Let $K = \{(x,y,z)\in\mathbb{R}^3 : x^2 + y^2 = z^2(1-z^2)\}.$ Determine with proof whether $K$ is complete, compact, and/or connected using the Euclidean metric.
I think $K$ is complete and compact, and to show this I use the fact that $A$ is the inverse image of the continuous function $f(x,y,z) = x^2 + y^2 – z^2(1-z^2)$ and that $K$ is bounded (by finding the maximum of the function $g(x,y,z) = ||(x,y,z)||^2$ which is $1$). I'm not sure how to show that $K$ is connected. I think it is, and I tried defining a (continuous) path on $K$, but I wasn't able to find such a function. I know that to show it's not connected, I need to find a pair of open sets that separate $K$, but I wasn't able to find such sets either.
Best Answer
Yes, $K$ is bounded. Note that if $(x,y,z)\in K$, then $z\in[-1,1]$; otherwise, $x^2+y^2=z^2(1-z^2)<0$. But then\begin{align}\|(x,y,z)\|&=\sqrt{x^2+y^2+z^2}\\&\leqslant\sqrt{z^2(1-z^2)+z^2}\\&=|z|\sqrt{2-z^2}\\&\leqslant\sqrt2.\end{align}And $K$ is closed, since $K=f^{-1}\bigl(\{0\}\bigr)$, with $f(x,y,z)=x^2+y^2-z^2(1-z^2)$. Thus, $K$ is compact.

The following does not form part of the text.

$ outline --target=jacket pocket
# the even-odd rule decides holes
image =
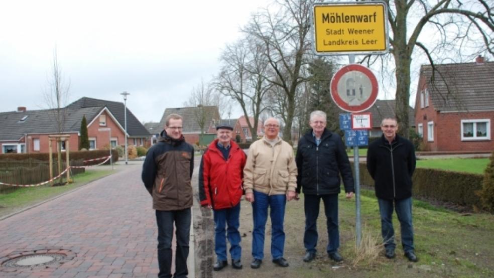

In order to prove that $K$ is connected, consider the set$$A=\left\{(x,y)\in\Bbb R\times[-1,1]\,\middle|\,|x|\leqslant|y|\sqrt{1-y^2}\right\}.$$It's a connected set. More generaly, for any function $f\colon[a,b]\longrightarrow[0,\infty)$, the set$$A_f=\left\{(x,y)\in\Bbb R\times[a,b]\,\middle|\,|x|\leqslant f(y)\right\}$$is connected. Actually, it's path-connected: if $(c_1,d_1),(c_2,d_2)\in A_f$ then you can construct a path from $(c_1,d_1)$ to $(c_2,d_2)$ in $A_f$ as follows:
Now, consider the set$$K_0=\left\{\left(0,|z|\sqrt{1-z^2},z\right)\,\middle|\,z\in[-1,1]\right\}.$$It is a subset of $K$ and it is not empty, since, for instance, $(0,0,0)\in K_0$. Now, let$$K_+=\left\{\left(\sqrt{z^2(1-z^2)-y^2},y,z\right)\,\middle|\,(y,z)\in A\right\}$$and let$$K_-=\left\{\left(-\sqrt{z^2(1-z^2)-y^2},y,z\right)\,\middle|\,(y,z)\in A\right\}.$$Both are connected, since both of them are the image of $A$ with respect to a continuous map. But $K=K_+\cup K_-$ and $K_+\cap K_-=K_0\ne\emptyset$. But then $K$ is connected, since it's the union of two connected sets with non-empty intersection.